Bei diesen klaren Worten legte sich ein leicht verlegener Blick auf Wei Wuxian´s sonst so keckes Gesicht. Jinan Liang war mittlerweile lange genug Teil der Familie. Sie wusste um viele Ereignisse und Geschehnisse aus der Vergangnheit bescheid und ihre Worte waren tiefschürfend und bedeutend.
Wei Wuxian erwiderte ihr zartes lächeln.
„Ich verspreche es. Sei unbesorgt. Ich werde nie mehr von Lan Zhan´s Seite verschwinden! Das bin ich ihm schuldig."
Jinan Liang atmete erleichtert auf und blickte wieder nach vorne.
„Ich weiß euch alle gut versorgt. Ein jeder von euch hat jemanden an seiner Seite. Aber Luan Han...Luan Han wird ganz alleine zurückbleiben. Er hat niemanden. Ich mache mir große Sorgen um ihn. Was wird nur aus ihm werden, wenn ich nicht mehr da bin?."
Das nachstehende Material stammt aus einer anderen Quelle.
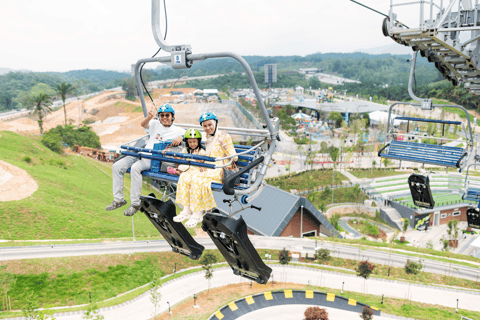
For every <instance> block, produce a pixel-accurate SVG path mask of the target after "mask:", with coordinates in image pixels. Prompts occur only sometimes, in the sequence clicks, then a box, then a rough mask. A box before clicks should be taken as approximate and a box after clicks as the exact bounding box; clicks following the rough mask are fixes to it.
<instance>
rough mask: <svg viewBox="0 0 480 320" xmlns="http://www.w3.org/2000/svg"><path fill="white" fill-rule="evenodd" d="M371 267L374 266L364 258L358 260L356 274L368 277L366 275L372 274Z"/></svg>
mask: <svg viewBox="0 0 480 320" xmlns="http://www.w3.org/2000/svg"><path fill="white" fill-rule="evenodd" d="M373 269H375V266H374V265H373V264H372V263H370V262H368V260H365V261H360V262H359V263H358V266H357V269H355V270H356V271H357V276H359V277H362V278H364V279H368V277H370V275H371V274H372V272H373Z"/></svg>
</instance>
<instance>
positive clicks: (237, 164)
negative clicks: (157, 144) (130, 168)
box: [121, 145, 260, 191]
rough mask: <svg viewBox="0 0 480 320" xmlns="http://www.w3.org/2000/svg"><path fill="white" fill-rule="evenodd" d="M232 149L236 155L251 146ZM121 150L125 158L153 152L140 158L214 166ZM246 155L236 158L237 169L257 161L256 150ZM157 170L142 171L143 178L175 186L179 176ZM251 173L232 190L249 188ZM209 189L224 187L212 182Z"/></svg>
mask: <svg viewBox="0 0 480 320" xmlns="http://www.w3.org/2000/svg"><path fill="white" fill-rule="evenodd" d="M234 147H235V151H236V152H237V153H240V152H244V151H246V150H249V149H251V148H252V147H251V146H242V145H235V146H234ZM121 148H122V149H126V150H127V151H123V150H122V154H123V155H126V156H133V157H140V153H139V152H145V151H151V152H153V153H152V154H142V157H144V158H148V159H152V160H157V161H167V162H176V163H180V164H187V165H188V164H191V165H192V166H194V165H198V166H203V167H207V168H212V167H213V166H214V165H209V164H202V163H198V162H195V161H194V160H195V159H193V161H189V160H188V159H185V160H178V159H173V158H166V157H164V156H163V155H162V154H159V153H158V151H155V150H153V151H152V150H150V149H143V148H141V147H138V146H137V147H132V146H127V145H122V146H121ZM155 152H157V153H155ZM246 154H248V155H239V156H238V161H236V162H235V164H236V165H237V167H239V169H243V168H245V167H247V166H249V165H251V164H252V162H253V161H255V160H257V159H259V154H260V152H258V149H257V150H253V151H249V152H248V153H246ZM178 155H182V154H180V153H178ZM194 158H202V157H201V156H195V157H194ZM204 159H205V160H208V159H210V158H209V157H204ZM152 162H153V161H152ZM157 167H158V166H157ZM158 168H159V167H158ZM158 168H153V167H152V168H150V169H149V170H144V171H142V175H143V176H145V177H149V178H151V179H153V180H157V181H163V182H167V183H174V184H176V183H177V182H178V180H179V179H180V176H178V175H173V174H169V173H165V172H160V171H159V170H158ZM130 170H131V169H128V170H127V171H126V172H127V173H130ZM253 171H254V170H252V169H248V170H246V171H245V172H244V173H243V174H242V175H241V176H240V185H235V186H234V189H237V190H243V189H247V188H248V187H249V186H251V185H252V184H253V182H254V180H253V177H252V175H253ZM211 188H212V190H213V191H222V190H223V189H224V185H223V184H222V183H216V182H212V183H211Z"/></svg>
Ihre Stimme zerbrach förmlich an Kummer und Trauer, doch in diesem Moment durchbrach Bao Tian sein Schweigen, als er fest entschlossen sagte:
„Er ist nicht alleine! Er hat uns! Wir sind für ihn da! Und so lange er uns braucht, sind wir auch an seiner Seite!
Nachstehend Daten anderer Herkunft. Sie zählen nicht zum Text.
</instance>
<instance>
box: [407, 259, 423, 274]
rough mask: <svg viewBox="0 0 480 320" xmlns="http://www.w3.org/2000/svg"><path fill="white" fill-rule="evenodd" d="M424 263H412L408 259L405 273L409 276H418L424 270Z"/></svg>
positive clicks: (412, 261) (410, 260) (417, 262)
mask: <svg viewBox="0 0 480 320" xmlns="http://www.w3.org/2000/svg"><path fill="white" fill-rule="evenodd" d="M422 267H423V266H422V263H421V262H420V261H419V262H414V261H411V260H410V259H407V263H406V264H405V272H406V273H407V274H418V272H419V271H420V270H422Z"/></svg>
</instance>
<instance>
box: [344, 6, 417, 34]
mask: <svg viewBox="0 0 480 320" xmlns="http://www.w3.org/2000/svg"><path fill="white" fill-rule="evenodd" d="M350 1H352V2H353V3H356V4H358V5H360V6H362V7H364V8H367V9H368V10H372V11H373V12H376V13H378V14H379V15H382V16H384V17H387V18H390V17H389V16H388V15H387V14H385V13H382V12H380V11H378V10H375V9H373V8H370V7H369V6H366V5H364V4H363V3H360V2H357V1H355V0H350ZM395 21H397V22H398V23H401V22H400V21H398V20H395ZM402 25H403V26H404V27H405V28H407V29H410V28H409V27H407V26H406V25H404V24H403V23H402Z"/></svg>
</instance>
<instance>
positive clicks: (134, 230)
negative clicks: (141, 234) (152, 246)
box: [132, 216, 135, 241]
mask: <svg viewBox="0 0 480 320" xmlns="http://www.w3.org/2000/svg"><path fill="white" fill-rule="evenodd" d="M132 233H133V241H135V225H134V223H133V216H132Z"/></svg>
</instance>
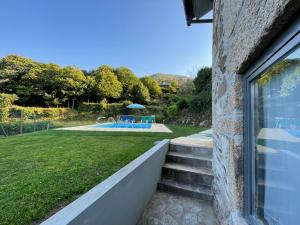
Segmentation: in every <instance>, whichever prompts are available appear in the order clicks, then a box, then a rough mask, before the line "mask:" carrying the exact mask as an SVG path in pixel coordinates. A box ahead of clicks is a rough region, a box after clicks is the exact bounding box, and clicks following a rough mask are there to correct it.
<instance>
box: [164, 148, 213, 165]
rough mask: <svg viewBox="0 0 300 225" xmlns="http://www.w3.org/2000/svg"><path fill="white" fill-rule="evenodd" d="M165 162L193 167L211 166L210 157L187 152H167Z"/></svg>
mask: <svg viewBox="0 0 300 225" xmlns="http://www.w3.org/2000/svg"><path fill="white" fill-rule="evenodd" d="M166 162H167V163H177V164H182V165H187V166H193V167H204V168H208V169H211V168H212V157H209V156H199V155H195V154H189V153H180V152H168V153H167V155H166Z"/></svg>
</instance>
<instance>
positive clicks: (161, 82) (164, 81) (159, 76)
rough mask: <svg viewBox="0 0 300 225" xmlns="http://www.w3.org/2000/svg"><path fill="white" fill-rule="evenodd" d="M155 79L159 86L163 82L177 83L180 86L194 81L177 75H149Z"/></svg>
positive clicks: (181, 76)
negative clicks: (175, 82)
mask: <svg viewBox="0 0 300 225" xmlns="http://www.w3.org/2000/svg"><path fill="white" fill-rule="evenodd" d="M149 76H150V77H152V78H153V79H155V80H156V81H157V82H158V83H159V84H160V83H163V82H171V81H176V82H177V83H178V85H179V86H181V85H182V84H184V83H186V82H187V81H191V80H193V78H191V77H187V76H183V75H176V74H164V73H156V74H152V75H149Z"/></svg>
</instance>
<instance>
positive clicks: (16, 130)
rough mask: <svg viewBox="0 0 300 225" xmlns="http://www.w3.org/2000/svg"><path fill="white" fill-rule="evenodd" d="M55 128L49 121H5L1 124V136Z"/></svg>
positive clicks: (12, 134)
mask: <svg viewBox="0 0 300 225" xmlns="http://www.w3.org/2000/svg"><path fill="white" fill-rule="evenodd" d="M50 128H53V125H52V124H51V123H49V122H48V121H39V122H34V123H22V122H20V121H19V122H5V123H1V124H0V136H1V135H2V136H10V135H18V134H21V132H22V133H30V132H35V131H41V130H47V129H50Z"/></svg>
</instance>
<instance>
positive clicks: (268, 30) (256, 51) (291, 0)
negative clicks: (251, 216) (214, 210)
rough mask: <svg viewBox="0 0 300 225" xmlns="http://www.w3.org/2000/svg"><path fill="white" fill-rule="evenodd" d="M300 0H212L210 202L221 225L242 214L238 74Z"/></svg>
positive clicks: (240, 140)
mask: <svg viewBox="0 0 300 225" xmlns="http://www.w3.org/2000/svg"><path fill="white" fill-rule="evenodd" d="M299 7H300V1H299V0H226V1H224V0H215V1H214V28H213V84H212V88H213V121H212V124H213V132H214V133H213V138H214V160H213V170H214V175H215V179H214V186H213V188H214V192H215V199H214V206H215V209H216V213H217V215H218V217H219V220H220V221H221V224H230V225H232V224H235V225H242V224H246V222H245V220H244V218H243V217H244V216H243V213H242V212H243V202H244V201H243V192H244V191H243V189H244V186H243V179H244V177H243V167H244V165H243V149H244V147H243V104H244V102H243V88H242V86H243V75H244V73H245V71H246V70H247V69H248V68H249V66H250V65H251V64H252V63H253V62H255V60H256V59H257V57H259V56H260V55H261V54H262V53H263V51H264V50H265V49H266V48H267V47H268V45H269V44H270V43H271V42H272V40H274V39H275V38H276V36H277V35H278V34H279V32H280V31H281V30H282V29H284V27H286V26H288V25H289V24H290V22H291V21H292V19H293V16H295V15H296V14H299V11H298V10H299Z"/></svg>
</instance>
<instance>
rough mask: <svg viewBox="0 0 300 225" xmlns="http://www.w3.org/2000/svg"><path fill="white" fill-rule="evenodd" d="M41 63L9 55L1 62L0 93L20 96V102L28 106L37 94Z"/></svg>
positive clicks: (19, 97)
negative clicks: (38, 62)
mask: <svg viewBox="0 0 300 225" xmlns="http://www.w3.org/2000/svg"><path fill="white" fill-rule="evenodd" d="M40 70H41V63H37V62H34V61H33V60H31V59H27V58H24V57H20V56H16V55H9V56H7V57H5V58H2V59H1V60H0V80H1V85H0V92H5V93H11V94H14V93H16V94H18V95H19V102H20V103H22V104H27V103H28V101H29V99H32V98H31V96H33V95H34V93H35V92H36V90H35V86H34V83H35V81H36V79H37V73H38V72H39V71H40Z"/></svg>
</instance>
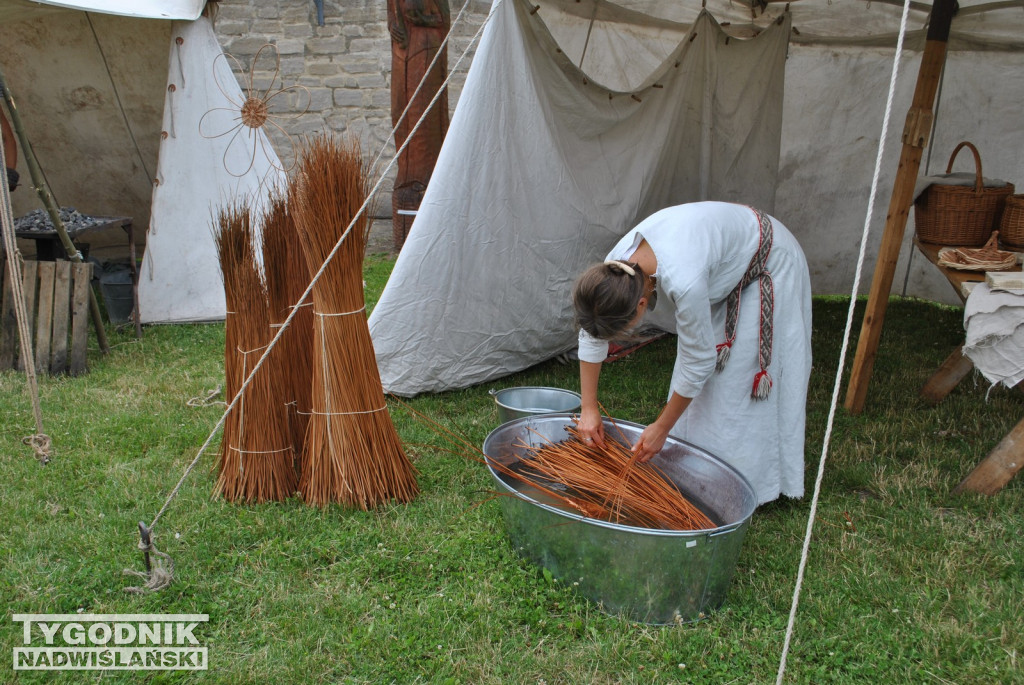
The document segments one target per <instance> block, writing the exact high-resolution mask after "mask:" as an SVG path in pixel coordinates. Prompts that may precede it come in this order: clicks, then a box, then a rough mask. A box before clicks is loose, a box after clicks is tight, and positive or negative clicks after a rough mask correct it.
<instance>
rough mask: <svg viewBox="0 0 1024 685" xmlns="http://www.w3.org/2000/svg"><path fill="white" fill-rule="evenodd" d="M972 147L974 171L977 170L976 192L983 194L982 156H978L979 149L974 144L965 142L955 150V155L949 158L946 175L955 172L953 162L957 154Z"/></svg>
mask: <svg viewBox="0 0 1024 685" xmlns="http://www.w3.org/2000/svg"><path fill="white" fill-rule="evenodd" d="M965 146H966V147H970V148H971V153H972V154H973V155H974V169H975V177H976V178H975V181H974V191H975V192H981V155H979V154H978V148H977V147H975V146H974V145H973V144H971V143H970V142H968V141H967V140H965V141H964V142H962V143H961V144H958V145H956V147H955V148H954V149H953V154H952V155H950V156H949V164H947V165H946V173H947V174H948V173H949V172H950V171H952V170H953V160H955V159H956V153H958V152H959V151H961V149H963V148H964V147H965Z"/></svg>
Denn wir alle, sind eine Familie!"
Jinan Liang's Augen weiteten sich, als sie Bao Tian anblickte. Ihre traurigen Augen füllten sich mit Tränen und wurden immer feuchter und glänzten im schwindenden Tageslicht.
Eine einzelne Träne kullerte schließlich aus ihrem Augenwinkel und perlte über ihre blasse Wange.
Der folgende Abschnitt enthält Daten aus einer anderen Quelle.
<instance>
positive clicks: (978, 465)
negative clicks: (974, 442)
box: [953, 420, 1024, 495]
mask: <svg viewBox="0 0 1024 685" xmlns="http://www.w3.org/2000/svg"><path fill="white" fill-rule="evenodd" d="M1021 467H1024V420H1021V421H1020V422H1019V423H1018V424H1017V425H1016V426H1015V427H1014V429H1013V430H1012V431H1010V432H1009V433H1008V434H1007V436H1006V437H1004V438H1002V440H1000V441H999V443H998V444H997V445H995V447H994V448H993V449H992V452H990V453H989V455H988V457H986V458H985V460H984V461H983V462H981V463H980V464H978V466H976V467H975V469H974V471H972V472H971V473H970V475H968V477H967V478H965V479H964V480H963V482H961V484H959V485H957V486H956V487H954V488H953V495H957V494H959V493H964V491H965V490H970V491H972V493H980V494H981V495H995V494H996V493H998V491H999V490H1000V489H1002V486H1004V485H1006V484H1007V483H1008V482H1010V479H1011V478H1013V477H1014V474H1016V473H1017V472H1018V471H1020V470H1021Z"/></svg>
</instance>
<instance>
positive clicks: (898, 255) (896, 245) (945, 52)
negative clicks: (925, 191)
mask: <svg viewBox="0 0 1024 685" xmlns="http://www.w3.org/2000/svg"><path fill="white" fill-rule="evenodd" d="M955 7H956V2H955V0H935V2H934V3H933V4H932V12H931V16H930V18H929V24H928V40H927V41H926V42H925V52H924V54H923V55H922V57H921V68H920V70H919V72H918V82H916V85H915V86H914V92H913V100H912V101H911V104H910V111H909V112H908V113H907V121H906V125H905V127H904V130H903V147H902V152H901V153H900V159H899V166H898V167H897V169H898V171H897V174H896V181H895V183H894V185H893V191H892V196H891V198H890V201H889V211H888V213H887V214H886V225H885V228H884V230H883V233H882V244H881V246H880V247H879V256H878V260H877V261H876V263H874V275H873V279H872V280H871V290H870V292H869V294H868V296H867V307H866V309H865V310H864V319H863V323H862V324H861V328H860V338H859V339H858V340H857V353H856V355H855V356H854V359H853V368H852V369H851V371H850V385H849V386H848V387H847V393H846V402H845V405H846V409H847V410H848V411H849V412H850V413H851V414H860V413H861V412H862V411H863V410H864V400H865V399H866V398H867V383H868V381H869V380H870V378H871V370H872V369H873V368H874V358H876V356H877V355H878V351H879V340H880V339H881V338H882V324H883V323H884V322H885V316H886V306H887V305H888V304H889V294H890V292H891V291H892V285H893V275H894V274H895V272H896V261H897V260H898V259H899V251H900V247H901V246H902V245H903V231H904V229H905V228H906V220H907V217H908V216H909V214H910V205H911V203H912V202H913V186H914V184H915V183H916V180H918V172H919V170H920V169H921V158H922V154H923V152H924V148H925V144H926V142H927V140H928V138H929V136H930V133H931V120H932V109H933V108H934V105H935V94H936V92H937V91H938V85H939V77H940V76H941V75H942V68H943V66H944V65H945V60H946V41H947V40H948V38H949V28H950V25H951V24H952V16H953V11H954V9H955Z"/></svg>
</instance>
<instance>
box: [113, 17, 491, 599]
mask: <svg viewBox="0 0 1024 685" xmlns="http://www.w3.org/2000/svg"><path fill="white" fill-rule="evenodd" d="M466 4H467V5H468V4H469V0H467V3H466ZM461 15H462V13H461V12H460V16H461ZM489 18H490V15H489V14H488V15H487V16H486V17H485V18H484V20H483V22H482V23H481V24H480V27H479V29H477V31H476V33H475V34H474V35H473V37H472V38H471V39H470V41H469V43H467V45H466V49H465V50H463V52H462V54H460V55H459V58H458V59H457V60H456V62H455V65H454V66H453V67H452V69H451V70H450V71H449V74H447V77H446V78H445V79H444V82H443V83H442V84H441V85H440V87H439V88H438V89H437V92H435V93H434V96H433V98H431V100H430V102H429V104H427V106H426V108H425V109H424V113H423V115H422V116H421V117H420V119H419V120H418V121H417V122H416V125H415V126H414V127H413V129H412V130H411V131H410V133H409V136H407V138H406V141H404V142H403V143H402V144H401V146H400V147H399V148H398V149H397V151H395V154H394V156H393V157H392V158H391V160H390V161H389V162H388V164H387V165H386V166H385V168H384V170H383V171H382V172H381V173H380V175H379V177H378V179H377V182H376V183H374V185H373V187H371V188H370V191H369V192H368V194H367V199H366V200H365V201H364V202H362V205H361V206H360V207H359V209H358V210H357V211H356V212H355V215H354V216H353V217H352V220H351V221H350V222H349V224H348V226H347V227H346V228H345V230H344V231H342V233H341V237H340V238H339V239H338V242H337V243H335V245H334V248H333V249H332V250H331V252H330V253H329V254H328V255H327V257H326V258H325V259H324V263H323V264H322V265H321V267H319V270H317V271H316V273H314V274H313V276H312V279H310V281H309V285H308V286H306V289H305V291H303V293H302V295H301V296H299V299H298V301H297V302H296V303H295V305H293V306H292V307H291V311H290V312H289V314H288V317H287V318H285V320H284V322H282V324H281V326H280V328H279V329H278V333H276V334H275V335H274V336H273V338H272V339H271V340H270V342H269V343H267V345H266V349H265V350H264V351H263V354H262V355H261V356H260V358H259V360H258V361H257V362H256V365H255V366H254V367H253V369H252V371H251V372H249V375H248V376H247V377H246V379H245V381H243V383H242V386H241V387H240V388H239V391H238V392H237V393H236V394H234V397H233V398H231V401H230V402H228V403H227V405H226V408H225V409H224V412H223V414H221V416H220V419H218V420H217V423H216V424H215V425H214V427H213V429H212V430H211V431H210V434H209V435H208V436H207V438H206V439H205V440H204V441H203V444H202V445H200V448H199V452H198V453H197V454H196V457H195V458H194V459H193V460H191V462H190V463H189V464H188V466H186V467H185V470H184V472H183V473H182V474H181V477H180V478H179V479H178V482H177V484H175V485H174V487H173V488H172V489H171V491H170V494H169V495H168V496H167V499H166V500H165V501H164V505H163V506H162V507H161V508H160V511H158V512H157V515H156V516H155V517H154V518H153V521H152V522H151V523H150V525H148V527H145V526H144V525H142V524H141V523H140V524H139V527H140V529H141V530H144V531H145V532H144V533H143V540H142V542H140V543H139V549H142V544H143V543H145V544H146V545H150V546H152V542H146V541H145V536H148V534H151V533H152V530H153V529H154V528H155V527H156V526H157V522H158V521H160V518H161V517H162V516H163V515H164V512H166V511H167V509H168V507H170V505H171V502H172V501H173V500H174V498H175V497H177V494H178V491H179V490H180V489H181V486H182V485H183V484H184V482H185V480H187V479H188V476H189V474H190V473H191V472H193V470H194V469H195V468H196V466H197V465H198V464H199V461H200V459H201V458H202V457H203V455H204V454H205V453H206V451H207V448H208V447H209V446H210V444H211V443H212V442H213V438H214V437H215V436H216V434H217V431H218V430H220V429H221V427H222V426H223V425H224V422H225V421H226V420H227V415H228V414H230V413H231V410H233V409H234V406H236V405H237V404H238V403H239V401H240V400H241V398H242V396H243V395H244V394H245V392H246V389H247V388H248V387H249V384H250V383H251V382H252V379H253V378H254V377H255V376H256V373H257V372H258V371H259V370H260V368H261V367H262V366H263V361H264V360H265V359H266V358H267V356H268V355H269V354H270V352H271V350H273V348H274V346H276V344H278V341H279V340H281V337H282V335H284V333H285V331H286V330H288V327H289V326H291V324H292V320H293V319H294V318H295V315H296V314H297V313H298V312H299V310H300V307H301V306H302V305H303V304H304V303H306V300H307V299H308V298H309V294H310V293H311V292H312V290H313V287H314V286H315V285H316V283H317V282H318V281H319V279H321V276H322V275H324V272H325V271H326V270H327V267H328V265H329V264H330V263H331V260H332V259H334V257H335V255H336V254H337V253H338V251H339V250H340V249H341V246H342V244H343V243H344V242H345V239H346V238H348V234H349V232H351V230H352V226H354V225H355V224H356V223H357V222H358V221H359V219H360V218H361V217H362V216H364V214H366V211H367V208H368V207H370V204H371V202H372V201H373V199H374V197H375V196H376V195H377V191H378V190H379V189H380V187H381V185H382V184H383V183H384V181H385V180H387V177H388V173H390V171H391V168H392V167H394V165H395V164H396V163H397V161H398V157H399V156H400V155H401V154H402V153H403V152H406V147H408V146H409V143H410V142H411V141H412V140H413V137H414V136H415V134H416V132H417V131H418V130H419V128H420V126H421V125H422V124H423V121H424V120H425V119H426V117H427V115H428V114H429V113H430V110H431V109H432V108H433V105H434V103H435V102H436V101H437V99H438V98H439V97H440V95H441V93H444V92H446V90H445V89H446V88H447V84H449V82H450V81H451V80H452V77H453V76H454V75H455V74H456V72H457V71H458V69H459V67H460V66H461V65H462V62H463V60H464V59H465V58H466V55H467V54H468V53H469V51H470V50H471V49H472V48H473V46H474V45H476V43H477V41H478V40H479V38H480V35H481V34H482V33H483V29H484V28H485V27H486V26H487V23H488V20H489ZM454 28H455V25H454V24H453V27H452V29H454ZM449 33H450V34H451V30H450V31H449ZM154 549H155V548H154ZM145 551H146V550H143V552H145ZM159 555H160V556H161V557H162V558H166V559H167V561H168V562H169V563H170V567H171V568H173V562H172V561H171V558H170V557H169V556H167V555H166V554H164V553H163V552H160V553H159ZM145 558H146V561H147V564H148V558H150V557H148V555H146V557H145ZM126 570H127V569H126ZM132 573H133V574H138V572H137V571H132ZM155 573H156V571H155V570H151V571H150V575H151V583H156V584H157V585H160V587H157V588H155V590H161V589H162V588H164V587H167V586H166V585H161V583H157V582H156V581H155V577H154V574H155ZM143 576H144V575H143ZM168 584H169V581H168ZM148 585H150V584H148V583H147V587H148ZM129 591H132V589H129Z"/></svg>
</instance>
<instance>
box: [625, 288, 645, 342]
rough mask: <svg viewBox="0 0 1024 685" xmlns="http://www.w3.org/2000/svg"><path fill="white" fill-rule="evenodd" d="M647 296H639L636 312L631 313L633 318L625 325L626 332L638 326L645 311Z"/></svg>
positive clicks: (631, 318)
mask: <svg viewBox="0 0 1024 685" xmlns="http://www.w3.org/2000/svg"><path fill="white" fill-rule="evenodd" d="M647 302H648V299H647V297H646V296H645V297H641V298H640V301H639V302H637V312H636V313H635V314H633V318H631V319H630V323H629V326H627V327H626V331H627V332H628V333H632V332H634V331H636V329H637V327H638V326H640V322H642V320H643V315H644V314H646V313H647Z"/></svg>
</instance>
Sie lächelte. Aus tiefstem Herzen lächelte sie und ihre Stimme war von einer unglaublichen Wärme und Glückseeligkeit begleitet:
„Ja...eine Familie!
Die wundervollste Familie, die ich mir je hätte wünschen können!"
Nur drei Monate nach diesen Worten verstarb Jinan Liang an den Folgen ihrer Erkrankung im Kreise ihrer Liebsten. Sie hatte noch genug Zeit gehabt sich von allen zu verabschieden und eines Nachts schlief sie einfach friedlich neben ihrem Luan Han ein, während sie ihre geliebten Kinder Lan Ning Ziyi und Lan Sheng Jin dabei in den Armen hielt.
Sie wurde nur 23 Jahre alt und die Cloud Recesses fiel in tiefe Trauer und beklagte den Verlusst einer außergewöhnlichen jungen Frau.
Jinan Liang hatte die Herzen vieler berührt und bewegt und ihr Schicksal hatte in vielen ein Umdenken ausgelöst.
Die Anteilnahme an ihrem Tod war überwältigend und sie wurde zwischen den Ahnen der Lan Familie beigesetz.
Sie hinterließ ihre beiden Kinder Lan Ning Ziyi und Lan Sheng Jin,
ihren Geliebten Luan Han,
ihren Ehemann Lan Xichen
und nicht zuletzt ihre neu gewonnene Familie, in welcher sie in den Herzen aller, eine große Lücke hinterließ.